I'm curious about how your team's access to Kubernetes clusters is managed. Do developers have direct access, or are all deployments handled through tools like Flux or Argo? If they don't have direct access, how do they interact with the system? Are they reliant on observability tools to access logs instead?
5 Answers
As a developer myself, I can say we don’t have direct access to the Kubernetes API. Our CI/CD processes are managed by Argo Workflows, and we only get read-only access to Argo CD and artifact repositories. For any manual intervention, we have break glass accounts ready to go.
We allow developers access to our playground and dev clusters, but they are encouraged to use Argo and Git tools as much as possible to keep things organized.
I believe having some access during development is crucial. It allows developers to test and verify their code in Kubernetes early on, which leads to better quality and satisfaction. A separate cluster for developers can make a real difference!

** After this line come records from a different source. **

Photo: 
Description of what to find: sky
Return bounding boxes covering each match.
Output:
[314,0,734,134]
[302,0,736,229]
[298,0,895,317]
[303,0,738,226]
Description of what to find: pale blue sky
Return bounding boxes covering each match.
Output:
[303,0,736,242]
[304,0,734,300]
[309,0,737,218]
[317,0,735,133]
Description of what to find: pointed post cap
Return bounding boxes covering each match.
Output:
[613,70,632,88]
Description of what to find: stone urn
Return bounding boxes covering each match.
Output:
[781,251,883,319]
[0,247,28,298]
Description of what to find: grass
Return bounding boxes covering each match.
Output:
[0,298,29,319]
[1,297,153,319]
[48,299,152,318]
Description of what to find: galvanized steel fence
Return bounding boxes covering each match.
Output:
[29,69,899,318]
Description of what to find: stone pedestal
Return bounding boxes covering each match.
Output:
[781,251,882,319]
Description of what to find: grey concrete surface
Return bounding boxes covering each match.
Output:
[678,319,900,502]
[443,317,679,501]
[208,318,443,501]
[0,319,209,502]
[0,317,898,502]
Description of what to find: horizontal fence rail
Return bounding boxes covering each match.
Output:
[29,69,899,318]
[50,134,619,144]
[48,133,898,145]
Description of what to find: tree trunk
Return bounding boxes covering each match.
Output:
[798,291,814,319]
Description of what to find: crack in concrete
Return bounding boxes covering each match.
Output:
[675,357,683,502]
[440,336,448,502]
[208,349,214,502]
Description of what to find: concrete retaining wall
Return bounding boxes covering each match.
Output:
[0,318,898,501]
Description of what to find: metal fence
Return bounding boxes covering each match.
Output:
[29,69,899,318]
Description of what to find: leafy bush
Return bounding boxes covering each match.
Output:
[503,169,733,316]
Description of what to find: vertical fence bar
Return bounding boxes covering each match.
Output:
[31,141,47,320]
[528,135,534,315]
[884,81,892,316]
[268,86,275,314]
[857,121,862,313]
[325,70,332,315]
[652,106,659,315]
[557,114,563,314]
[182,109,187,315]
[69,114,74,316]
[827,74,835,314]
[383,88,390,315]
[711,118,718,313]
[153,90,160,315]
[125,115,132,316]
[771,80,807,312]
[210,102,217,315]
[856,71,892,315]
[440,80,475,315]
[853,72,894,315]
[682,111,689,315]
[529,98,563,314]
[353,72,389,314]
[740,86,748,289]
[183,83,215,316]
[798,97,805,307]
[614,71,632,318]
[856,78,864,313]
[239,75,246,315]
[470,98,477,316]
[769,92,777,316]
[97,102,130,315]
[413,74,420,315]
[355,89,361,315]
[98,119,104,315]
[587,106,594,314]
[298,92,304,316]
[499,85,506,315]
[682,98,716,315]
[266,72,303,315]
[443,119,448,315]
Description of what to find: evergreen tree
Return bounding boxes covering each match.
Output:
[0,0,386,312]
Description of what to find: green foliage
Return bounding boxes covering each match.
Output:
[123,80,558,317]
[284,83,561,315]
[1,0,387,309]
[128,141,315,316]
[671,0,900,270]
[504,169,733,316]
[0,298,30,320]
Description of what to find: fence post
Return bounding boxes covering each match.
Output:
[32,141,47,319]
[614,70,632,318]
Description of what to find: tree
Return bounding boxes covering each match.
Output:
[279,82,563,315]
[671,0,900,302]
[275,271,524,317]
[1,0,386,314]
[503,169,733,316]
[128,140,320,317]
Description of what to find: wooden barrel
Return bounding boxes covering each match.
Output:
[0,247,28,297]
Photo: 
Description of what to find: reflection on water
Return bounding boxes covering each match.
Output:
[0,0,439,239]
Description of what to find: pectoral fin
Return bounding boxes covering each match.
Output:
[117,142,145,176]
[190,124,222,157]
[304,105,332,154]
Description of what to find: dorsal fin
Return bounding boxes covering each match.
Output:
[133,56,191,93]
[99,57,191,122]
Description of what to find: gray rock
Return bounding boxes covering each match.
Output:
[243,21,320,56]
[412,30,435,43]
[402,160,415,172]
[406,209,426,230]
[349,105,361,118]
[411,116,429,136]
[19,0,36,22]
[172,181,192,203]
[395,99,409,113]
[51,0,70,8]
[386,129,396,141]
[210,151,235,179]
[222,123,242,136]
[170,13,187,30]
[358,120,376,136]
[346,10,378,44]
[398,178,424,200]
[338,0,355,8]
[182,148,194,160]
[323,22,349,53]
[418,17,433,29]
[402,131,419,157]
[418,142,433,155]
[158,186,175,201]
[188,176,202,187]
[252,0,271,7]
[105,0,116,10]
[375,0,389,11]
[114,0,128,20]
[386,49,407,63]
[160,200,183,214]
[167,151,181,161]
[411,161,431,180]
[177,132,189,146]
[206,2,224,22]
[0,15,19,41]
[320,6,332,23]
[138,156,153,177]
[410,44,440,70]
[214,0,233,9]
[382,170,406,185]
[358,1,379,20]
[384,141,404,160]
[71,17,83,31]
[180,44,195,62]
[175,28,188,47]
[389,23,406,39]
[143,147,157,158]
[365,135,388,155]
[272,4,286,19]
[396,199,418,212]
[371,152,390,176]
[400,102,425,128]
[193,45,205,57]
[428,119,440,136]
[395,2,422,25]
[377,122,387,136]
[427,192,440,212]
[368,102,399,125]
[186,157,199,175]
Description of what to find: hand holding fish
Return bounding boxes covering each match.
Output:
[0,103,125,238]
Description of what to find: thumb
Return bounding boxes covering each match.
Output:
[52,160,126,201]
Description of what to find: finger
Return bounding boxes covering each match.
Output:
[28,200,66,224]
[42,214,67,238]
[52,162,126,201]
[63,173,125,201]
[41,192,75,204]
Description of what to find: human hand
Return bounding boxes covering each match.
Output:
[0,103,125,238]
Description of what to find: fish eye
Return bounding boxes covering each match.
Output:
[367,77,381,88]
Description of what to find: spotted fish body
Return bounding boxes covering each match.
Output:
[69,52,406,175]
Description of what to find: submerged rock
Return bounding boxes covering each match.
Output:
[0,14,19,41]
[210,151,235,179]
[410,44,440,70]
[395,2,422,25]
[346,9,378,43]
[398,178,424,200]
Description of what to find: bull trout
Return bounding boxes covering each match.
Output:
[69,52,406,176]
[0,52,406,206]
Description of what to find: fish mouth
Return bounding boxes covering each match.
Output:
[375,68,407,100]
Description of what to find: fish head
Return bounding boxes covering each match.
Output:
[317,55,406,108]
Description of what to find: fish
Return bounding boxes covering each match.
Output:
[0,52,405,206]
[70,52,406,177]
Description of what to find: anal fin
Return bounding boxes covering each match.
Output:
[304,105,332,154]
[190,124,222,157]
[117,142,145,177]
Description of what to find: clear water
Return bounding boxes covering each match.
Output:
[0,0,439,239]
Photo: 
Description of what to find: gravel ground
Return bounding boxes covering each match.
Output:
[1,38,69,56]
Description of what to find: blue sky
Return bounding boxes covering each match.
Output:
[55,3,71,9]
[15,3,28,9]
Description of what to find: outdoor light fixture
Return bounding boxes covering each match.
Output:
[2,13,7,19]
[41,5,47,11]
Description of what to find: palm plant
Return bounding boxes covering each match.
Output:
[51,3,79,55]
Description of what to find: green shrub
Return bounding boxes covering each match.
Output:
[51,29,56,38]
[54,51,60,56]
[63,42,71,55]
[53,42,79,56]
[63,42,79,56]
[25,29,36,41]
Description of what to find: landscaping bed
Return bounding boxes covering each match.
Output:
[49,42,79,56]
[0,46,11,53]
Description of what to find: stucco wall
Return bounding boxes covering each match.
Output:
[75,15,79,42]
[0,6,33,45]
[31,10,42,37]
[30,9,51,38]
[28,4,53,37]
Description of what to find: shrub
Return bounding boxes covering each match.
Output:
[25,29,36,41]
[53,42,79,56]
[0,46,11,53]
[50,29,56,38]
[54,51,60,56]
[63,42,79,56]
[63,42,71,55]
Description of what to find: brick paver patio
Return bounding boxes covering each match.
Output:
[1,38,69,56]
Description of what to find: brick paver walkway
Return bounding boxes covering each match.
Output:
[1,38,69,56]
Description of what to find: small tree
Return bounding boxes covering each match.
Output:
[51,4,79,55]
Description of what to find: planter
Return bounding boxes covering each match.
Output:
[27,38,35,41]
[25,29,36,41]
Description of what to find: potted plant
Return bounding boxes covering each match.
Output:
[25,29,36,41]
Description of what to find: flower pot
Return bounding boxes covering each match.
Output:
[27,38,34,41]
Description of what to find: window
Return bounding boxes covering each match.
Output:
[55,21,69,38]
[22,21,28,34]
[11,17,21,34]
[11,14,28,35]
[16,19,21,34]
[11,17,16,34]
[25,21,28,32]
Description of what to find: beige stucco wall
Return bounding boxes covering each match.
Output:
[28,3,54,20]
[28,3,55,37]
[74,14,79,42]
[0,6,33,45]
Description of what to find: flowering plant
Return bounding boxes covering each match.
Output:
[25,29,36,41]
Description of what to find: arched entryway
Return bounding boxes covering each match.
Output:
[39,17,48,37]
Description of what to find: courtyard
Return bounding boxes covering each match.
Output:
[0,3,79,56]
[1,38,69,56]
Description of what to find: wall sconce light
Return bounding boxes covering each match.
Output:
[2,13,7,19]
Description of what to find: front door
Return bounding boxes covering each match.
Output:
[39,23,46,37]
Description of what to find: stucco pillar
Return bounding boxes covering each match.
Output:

In our setup, developers have unrestricted access to development namespaces on non-prod clusters. For production, they usually have read-only access based on the need. Only a select few developers can access the namespaces that hold sensitive data, like PCI information. Most of the time, our deployment pipelines handle everything, so direct access isn’t really needed.
The level of access really varies; in our case, developers can freely access their own non-prod namespaces but only have read access in production. This way, they can deploy and test without impacting live environments.